How to Scrape Amazon using python 3 - python

I am trying to read all the comments for a given product , this is to both learn python and also for a project,to simplify my task I chose a product randomly to code.
The link I want to read is Amazons and I used urllib to to open the link
amazon = urllib.request.urlopen('http://www.amazon.in/United-Colors-Benetton-Flip-Flops-Slippers/dp/B014CZA8P0/ref=pd_rhf_se_s_qp_1?_encoding=UTF8&pd_rd_i=B014CZA8P0&pd_rd_r=04RP223D4SF9BW7S2NP1&pd_rd_w=ZgGL6&pd_rd_wg=0PSZe&refRID=04RP223D4SF9BW7S2NP1')
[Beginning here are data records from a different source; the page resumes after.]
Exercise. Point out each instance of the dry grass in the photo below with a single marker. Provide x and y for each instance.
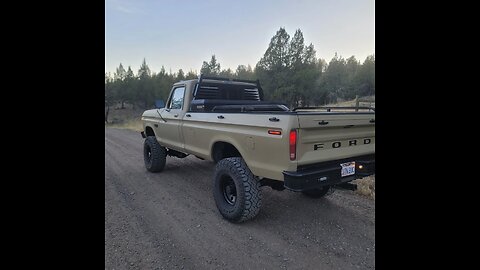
(125, 118)
(135, 124)
(366, 186)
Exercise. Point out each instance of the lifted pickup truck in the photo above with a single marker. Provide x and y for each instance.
(255, 143)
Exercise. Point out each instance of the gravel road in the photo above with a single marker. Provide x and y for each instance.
(169, 220)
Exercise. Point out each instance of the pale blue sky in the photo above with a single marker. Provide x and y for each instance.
(183, 34)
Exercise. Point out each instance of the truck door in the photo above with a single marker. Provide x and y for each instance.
(169, 132)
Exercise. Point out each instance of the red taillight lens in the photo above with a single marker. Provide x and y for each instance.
(293, 144)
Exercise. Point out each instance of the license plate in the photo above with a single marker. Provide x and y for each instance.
(348, 168)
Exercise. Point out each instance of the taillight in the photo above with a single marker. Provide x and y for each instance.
(293, 144)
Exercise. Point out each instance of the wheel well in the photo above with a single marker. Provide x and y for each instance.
(221, 150)
(149, 131)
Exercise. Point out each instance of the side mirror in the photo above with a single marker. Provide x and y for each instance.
(159, 104)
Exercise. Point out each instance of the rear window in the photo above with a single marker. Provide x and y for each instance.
(227, 91)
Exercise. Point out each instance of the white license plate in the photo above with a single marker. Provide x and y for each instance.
(348, 168)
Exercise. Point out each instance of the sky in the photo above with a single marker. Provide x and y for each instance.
(182, 34)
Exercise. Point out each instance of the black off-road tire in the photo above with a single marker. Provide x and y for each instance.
(317, 193)
(236, 191)
(154, 155)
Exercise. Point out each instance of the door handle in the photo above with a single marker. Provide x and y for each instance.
(323, 122)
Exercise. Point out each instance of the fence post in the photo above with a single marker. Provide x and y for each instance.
(357, 102)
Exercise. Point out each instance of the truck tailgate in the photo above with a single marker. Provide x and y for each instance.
(331, 136)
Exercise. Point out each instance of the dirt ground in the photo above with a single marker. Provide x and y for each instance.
(169, 220)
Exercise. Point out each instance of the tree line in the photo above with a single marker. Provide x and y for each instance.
(289, 72)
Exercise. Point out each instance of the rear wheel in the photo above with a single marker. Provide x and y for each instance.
(237, 192)
(317, 193)
(154, 155)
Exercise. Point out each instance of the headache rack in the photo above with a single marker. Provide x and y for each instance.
(333, 108)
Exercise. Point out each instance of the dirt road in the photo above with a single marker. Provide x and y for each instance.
(169, 220)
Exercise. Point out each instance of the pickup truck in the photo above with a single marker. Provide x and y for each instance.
(257, 143)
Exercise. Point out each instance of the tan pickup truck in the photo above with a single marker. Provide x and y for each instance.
(256, 143)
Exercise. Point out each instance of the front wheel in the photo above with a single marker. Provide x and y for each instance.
(237, 192)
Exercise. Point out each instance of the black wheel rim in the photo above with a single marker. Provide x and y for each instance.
(148, 153)
(229, 190)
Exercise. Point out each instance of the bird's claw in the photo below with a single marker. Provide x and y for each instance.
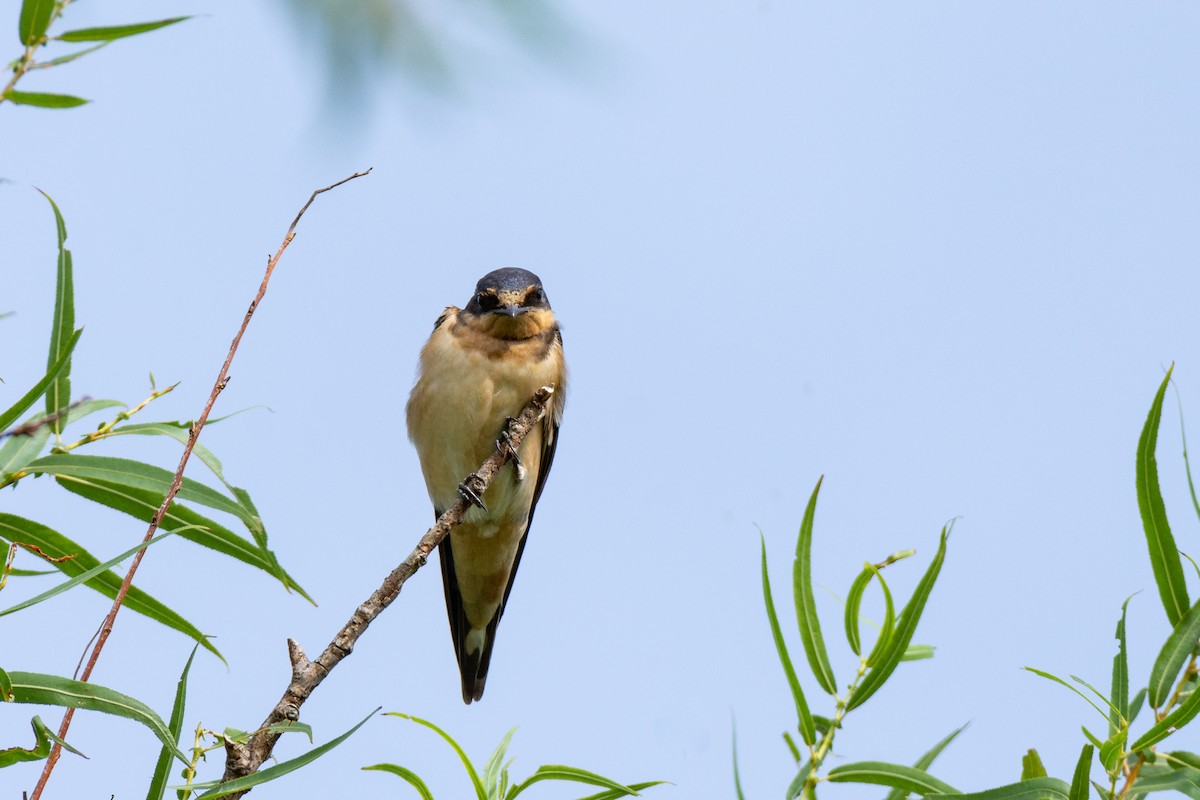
(469, 492)
(505, 443)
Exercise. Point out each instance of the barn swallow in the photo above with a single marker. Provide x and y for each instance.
(479, 368)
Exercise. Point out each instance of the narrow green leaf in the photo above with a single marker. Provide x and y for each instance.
(1039, 788)
(1171, 722)
(1062, 683)
(42, 100)
(808, 731)
(906, 625)
(35, 18)
(1119, 715)
(805, 603)
(1164, 557)
(40, 388)
(408, 775)
(1171, 657)
(796, 788)
(1083, 771)
(906, 779)
(1032, 765)
(275, 771)
(53, 690)
(45, 740)
(462, 756)
(927, 761)
(87, 569)
(18, 451)
(58, 395)
(115, 31)
(162, 769)
(190, 524)
(561, 773)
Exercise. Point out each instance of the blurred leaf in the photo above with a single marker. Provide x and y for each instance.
(906, 779)
(40, 388)
(462, 756)
(53, 690)
(805, 603)
(906, 625)
(1083, 771)
(559, 773)
(220, 789)
(43, 100)
(87, 569)
(808, 731)
(58, 395)
(1171, 657)
(408, 775)
(35, 18)
(1119, 715)
(190, 524)
(1168, 725)
(927, 761)
(1164, 555)
(1032, 765)
(162, 769)
(1039, 788)
(796, 788)
(115, 31)
(45, 740)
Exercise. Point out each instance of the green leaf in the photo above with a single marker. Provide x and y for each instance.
(53, 690)
(906, 779)
(58, 395)
(115, 31)
(262, 776)
(45, 740)
(162, 769)
(42, 100)
(805, 603)
(190, 524)
(1171, 722)
(35, 18)
(462, 756)
(1164, 557)
(927, 761)
(1171, 657)
(40, 388)
(906, 625)
(796, 788)
(808, 731)
(1119, 715)
(1083, 771)
(1039, 788)
(408, 775)
(1032, 765)
(87, 569)
(559, 773)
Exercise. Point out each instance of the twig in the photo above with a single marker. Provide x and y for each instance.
(243, 759)
(193, 433)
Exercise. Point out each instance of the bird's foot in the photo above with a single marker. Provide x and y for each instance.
(505, 443)
(471, 488)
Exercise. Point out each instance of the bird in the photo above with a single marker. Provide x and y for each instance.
(479, 368)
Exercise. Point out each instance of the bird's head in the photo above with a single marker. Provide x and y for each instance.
(509, 304)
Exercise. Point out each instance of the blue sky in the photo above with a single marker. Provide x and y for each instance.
(940, 253)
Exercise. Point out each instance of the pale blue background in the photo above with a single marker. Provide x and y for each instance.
(940, 252)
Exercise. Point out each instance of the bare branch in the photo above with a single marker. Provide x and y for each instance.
(243, 759)
(193, 434)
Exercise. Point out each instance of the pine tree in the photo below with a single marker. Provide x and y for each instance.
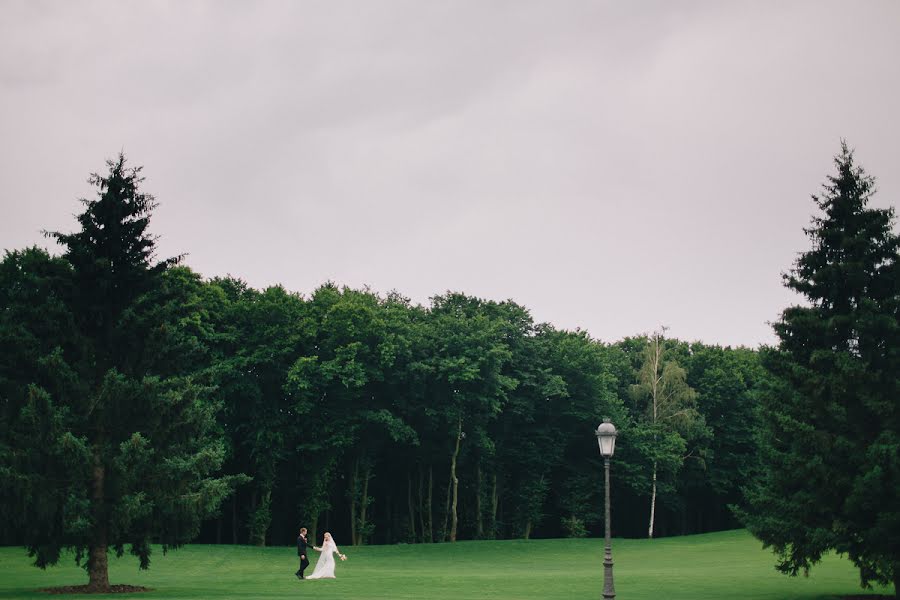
(112, 440)
(831, 416)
After reading the link into "amazon" variable when I display amazon , I get the below message
print(amazon)
<http.client.HTTPResponse object at 0x000000DDB3796A20>
so I read online , and found I need to use read command to read the source ,but sometimes it gives me a webpage kind of result other times not
print(amazon.read())
b''
How do I read the page, and pass it to beautiful soup ?
Edit 1
I did use request.get , and when I check what is present in the text of the retrieved page, I found the below content , which doe not match with the website link.
print(a2)
<html>
<head>
<title>503 - Service Unavailable Error</title>
</head>
<body bgcolor="#FFFFFF" text="#000000">
<!--
To discuss automated access to Amazon data please contact api-services-support#amazon.com.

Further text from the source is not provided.